Garcia delivered his announcement downtown at Veterans Square, to a crowd of family, friends and other supporters. Among them were union and political leaders, his Monongalia County colleague Delegate John Williams, and former Delegates Charlene Marshall, Barbara Evans Fleischauer and Linda Longstreth, who is now a Marion County commissioner.
Caputo announced last week that he is not seeking reelection in 2024 and he provided the introduction for his hoped-for successor.
Caputo said he first met Garcia when Garcia worked for then-Gov. Earl Ray Tomblin. “I’ve seen how he can get things done, and he can build relationships, and how he can just move legislation through the process.”
Garcia is a strong campaigner, Caputo said, and one of just a handful of Democrats – 12 – to win in 2022.
“He can work across the aisle,” Caputo said. “And I think that’s what most West Virginians want. … They just want us to get along. They just want us to try to work together. And they want us to do what’s best for West Virginia.”
In a kind of a passing of the baton, Caputo said, “He has my full, unwavering support in his next venture.”

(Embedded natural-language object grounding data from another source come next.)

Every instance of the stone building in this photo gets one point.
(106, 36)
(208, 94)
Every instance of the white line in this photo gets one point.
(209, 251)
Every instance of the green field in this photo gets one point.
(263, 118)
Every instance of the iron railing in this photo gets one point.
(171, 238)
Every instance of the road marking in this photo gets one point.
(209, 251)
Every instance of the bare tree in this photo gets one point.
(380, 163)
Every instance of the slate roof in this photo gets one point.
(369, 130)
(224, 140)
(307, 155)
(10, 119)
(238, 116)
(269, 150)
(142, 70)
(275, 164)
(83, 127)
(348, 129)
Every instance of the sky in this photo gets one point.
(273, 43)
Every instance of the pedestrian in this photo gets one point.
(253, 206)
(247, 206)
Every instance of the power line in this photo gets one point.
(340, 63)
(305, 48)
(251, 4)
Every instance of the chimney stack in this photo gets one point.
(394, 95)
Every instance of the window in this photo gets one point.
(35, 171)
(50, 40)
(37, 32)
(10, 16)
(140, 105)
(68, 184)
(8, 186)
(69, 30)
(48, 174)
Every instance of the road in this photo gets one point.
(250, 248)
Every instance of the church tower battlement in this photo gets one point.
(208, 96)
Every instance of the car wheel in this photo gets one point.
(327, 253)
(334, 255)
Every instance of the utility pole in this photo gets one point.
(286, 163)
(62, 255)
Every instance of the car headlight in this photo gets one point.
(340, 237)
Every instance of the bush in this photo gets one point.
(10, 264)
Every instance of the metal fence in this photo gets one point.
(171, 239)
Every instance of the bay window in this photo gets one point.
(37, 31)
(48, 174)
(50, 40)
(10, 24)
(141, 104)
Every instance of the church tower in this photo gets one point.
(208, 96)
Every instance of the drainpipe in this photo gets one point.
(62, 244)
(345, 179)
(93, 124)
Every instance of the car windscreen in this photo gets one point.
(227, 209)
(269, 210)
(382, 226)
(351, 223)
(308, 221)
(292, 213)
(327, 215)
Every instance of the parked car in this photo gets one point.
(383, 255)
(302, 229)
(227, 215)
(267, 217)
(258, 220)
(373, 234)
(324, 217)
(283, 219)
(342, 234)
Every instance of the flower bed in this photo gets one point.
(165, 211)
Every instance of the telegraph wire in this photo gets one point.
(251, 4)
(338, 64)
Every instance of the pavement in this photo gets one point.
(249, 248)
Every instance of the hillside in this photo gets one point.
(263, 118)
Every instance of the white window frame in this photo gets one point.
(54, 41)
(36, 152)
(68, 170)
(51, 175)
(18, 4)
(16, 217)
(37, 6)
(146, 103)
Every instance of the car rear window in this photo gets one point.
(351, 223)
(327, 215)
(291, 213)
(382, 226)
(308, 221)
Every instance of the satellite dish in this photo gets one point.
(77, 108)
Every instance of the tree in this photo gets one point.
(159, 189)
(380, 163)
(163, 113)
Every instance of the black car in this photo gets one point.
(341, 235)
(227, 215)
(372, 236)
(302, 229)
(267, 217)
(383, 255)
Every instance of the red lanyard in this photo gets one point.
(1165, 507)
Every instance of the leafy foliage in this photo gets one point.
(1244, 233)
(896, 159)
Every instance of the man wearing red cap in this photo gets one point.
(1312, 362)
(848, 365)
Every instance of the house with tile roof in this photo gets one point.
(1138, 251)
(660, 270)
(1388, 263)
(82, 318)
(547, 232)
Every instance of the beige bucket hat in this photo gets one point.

Garcia parised Caputo’s leadership in the Legislature and in the community. “Mike has been a mentor to me,” he said.
Garcia was first elected in 2020 and reelected in 2022. He talked about how he approaches his work.
“It’s important that we vote our values, speak our values and live our values,” he said. Caputo told him to vote his conscience, as long as he can explain his vote to the people back home. Hearing from colleagues who vote for bills they hate because of leadership pressure is one of the most demoralizing problems at the Capitol.
“Civility is the lost art of politics,” he said. “I’m not afraid to talk to everybody, to work with everybody, and to make sure that we find bipartisan solutions for the problems that we face here in the state of West Virginia.”
He talked about some of the issues that concern him, including better higher education funding and dealing with mental health and substance abuse.
His 2022 slogan, he said, was “Stay, Rebuild and Succeed. … That still speaks to me.” Legislation should help keep West Virginians here and help those who’ve left to return. With that as the foundation, “the other issues kind of make themselves work out.”
Garcia was Tomblin’s deputy general legal counsel and director of Legislative Affairs from 2012-17. And, when Gov. Jim Justice was still a Democrat, served as Justice’s senior counsel for legislation and policy through October 2017. He is founder and managing partner of Garcia Law in Fairmont.
First elected to Marion County’s three-member 50th District, he now represents the single-member 76th District. The 13th Senate District spans the Mon-Marion I-79 corridor, and along with Caputo is represented by Sen. Mile Oliverio, R-Monongalia.